Daily Mail

Yes it’s Chernobyl for worms, but we love it

- ROBERT HARDMAN

THEY are to horticultu­re what microwaves are to haute cuisine or what Twitter is to rational debate. But I am afraid I don’t care.

It is now seven years since we opted for fake grass and we have not regretted it once. That and the trampoline have probably been our two best investment­s since moving in to our current home. Both have remained in pretty much constant use ever since.

But whereas the trampoline is starting to look rusty around the edges, the evergreen lawn beneath it looks as verdant as the day it was rolled out in 2013.

Lawn snobs (family members included) have scoffed at the naffness of it. However, they have not had to live with three young children all finding different ways to amuse themselves in a small urban garden.

When we moved in, the girls were six and four and my one-year-old son was learning to walk. He now has several football kits and footballs which he likes to hoof at a portable goal for hours on end.

If this were real grass, it would be a quagmire in winter and a dirt track in summer. Instead, it is Wembley every day. And when he’s not looking, the girls stick up a badminton net or paddling pool instead.
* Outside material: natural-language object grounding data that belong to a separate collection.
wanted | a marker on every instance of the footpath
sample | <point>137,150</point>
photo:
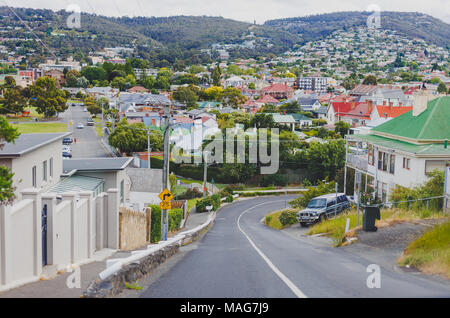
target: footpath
<point>57,285</point>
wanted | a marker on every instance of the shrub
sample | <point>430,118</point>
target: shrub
<point>155,230</point>
<point>288,217</point>
<point>175,217</point>
<point>274,179</point>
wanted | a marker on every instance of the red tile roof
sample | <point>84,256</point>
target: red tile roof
<point>268,99</point>
<point>277,88</point>
<point>392,112</point>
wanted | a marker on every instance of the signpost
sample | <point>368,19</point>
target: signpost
<point>358,182</point>
<point>166,196</point>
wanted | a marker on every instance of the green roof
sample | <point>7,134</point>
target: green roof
<point>425,149</point>
<point>432,124</point>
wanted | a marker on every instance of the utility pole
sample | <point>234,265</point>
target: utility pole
<point>205,168</point>
<point>165,214</point>
<point>148,149</point>
<point>345,166</point>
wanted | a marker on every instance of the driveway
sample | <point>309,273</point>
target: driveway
<point>88,144</point>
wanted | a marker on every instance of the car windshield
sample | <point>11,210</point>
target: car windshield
<point>317,203</point>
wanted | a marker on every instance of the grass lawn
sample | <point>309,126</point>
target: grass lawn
<point>273,220</point>
<point>30,128</point>
<point>431,252</point>
<point>388,217</point>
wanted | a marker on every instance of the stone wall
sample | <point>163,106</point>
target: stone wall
<point>134,228</point>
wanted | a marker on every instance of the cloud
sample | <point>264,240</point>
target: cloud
<point>243,10</point>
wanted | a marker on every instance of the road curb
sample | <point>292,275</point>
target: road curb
<point>112,281</point>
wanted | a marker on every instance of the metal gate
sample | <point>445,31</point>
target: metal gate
<point>44,235</point>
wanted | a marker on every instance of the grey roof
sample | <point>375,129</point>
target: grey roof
<point>29,142</point>
<point>307,101</point>
<point>95,164</point>
<point>77,183</point>
<point>321,110</point>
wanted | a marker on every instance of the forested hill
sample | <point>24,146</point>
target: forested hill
<point>410,24</point>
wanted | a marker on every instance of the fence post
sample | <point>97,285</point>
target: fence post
<point>70,196</point>
<point>49,199</point>
<point>113,218</point>
<point>5,245</point>
<point>88,195</point>
<point>148,212</point>
<point>33,194</point>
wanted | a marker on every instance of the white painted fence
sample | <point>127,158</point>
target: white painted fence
<point>76,227</point>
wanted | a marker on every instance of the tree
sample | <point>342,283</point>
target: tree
<point>186,95</point>
<point>442,89</point>
<point>13,101</point>
<point>7,134</point>
<point>342,128</point>
<point>370,80</point>
<point>232,96</point>
<point>216,74</point>
<point>47,99</point>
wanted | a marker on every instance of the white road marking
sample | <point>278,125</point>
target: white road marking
<point>283,277</point>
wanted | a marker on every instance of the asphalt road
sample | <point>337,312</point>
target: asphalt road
<point>241,257</point>
<point>88,143</point>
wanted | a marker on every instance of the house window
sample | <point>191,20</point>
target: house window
<point>51,167</point>
<point>371,155</point>
<point>33,177</point>
<point>392,164</point>
<point>44,170</point>
<point>406,163</point>
<point>380,160</point>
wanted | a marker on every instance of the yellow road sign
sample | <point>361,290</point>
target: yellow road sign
<point>165,196</point>
<point>165,205</point>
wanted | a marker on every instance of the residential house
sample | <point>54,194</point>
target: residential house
<point>35,159</point>
<point>404,150</point>
<point>278,91</point>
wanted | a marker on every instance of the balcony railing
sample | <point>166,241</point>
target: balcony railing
<point>359,162</point>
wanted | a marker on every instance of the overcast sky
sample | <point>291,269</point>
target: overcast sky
<point>243,10</point>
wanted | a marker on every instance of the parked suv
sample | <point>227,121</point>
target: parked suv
<point>323,207</point>
<point>90,122</point>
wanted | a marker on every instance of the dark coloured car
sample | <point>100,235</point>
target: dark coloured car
<point>67,141</point>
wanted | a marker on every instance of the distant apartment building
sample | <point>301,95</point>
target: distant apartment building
<point>316,84</point>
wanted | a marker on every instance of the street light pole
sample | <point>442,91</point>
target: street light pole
<point>148,149</point>
<point>164,214</point>
<point>205,168</point>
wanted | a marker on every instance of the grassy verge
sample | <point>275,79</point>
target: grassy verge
<point>30,128</point>
<point>388,217</point>
<point>431,252</point>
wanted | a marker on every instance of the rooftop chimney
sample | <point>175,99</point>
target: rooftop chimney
<point>421,99</point>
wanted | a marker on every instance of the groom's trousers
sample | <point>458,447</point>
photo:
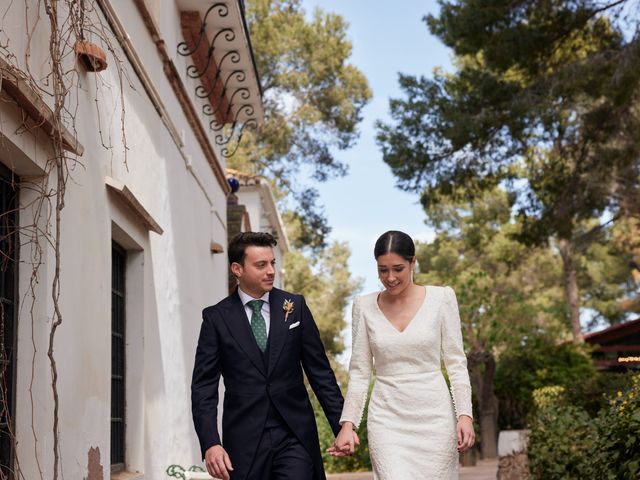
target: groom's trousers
<point>280,456</point>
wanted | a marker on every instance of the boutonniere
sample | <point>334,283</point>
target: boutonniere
<point>287,306</point>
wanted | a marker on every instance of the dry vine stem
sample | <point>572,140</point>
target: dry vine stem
<point>68,22</point>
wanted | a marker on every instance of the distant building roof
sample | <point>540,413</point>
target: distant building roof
<point>250,182</point>
<point>613,333</point>
<point>617,348</point>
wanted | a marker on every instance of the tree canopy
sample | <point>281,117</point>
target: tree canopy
<point>313,100</point>
<point>544,101</point>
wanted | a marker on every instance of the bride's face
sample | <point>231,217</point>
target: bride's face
<point>395,272</point>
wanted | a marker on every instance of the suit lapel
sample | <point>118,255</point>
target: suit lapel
<point>239,327</point>
<point>277,329</point>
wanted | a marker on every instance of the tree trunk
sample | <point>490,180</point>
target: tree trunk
<point>571,288</point>
<point>482,367</point>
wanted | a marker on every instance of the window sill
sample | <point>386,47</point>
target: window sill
<point>127,476</point>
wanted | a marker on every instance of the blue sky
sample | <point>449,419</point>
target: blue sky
<point>387,38</point>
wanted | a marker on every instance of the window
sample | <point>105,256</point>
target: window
<point>8,283</point>
<point>118,358</point>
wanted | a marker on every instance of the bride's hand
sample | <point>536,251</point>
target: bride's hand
<point>345,442</point>
<point>466,435</point>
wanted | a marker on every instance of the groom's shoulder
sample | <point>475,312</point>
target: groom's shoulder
<point>286,294</point>
<point>219,307</point>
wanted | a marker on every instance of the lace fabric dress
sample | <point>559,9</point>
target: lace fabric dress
<point>412,419</point>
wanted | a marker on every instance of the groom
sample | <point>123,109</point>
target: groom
<point>260,339</point>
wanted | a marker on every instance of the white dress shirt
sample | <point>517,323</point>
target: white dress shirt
<point>246,298</point>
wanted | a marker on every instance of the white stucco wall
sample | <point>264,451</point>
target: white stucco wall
<point>170,277</point>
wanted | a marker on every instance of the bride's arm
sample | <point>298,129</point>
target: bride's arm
<point>453,354</point>
<point>359,369</point>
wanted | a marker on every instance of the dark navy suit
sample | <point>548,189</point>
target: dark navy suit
<point>262,390</point>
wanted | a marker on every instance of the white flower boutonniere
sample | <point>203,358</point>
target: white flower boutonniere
<point>287,306</point>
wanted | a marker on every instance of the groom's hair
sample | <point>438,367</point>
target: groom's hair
<point>242,240</point>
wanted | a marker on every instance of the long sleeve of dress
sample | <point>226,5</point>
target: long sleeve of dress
<point>453,355</point>
<point>360,368</point>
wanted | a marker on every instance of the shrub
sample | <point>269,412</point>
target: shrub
<point>538,364</point>
<point>567,443</point>
<point>562,436</point>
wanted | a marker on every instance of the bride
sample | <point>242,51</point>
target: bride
<point>416,427</point>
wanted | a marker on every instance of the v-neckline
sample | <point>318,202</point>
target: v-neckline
<point>386,319</point>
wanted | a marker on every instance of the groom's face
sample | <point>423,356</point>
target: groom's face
<point>257,271</point>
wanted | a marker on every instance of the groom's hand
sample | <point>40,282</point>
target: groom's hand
<point>218,462</point>
<point>345,443</point>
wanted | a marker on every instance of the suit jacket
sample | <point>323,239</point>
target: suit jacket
<point>227,347</point>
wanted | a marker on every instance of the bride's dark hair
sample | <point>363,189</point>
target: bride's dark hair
<point>396,242</point>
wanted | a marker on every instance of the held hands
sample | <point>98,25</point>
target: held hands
<point>218,462</point>
<point>345,443</point>
<point>466,435</point>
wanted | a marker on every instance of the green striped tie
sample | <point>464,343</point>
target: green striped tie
<point>258,325</point>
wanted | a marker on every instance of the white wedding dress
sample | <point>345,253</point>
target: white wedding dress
<point>412,419</point>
During lockdown, it has been a case of plastic fantastic.

True, this bogus turf may be Chernobyl for worms and moles, but the trees and shrubs in the surroundin­g beds are in the rudest health, aided by our garden compost.

The only downside is that no grass means no need for a mower and therefore no need for the one thing I do miss — a shed where I could sit and write articles like this in peace and quiet.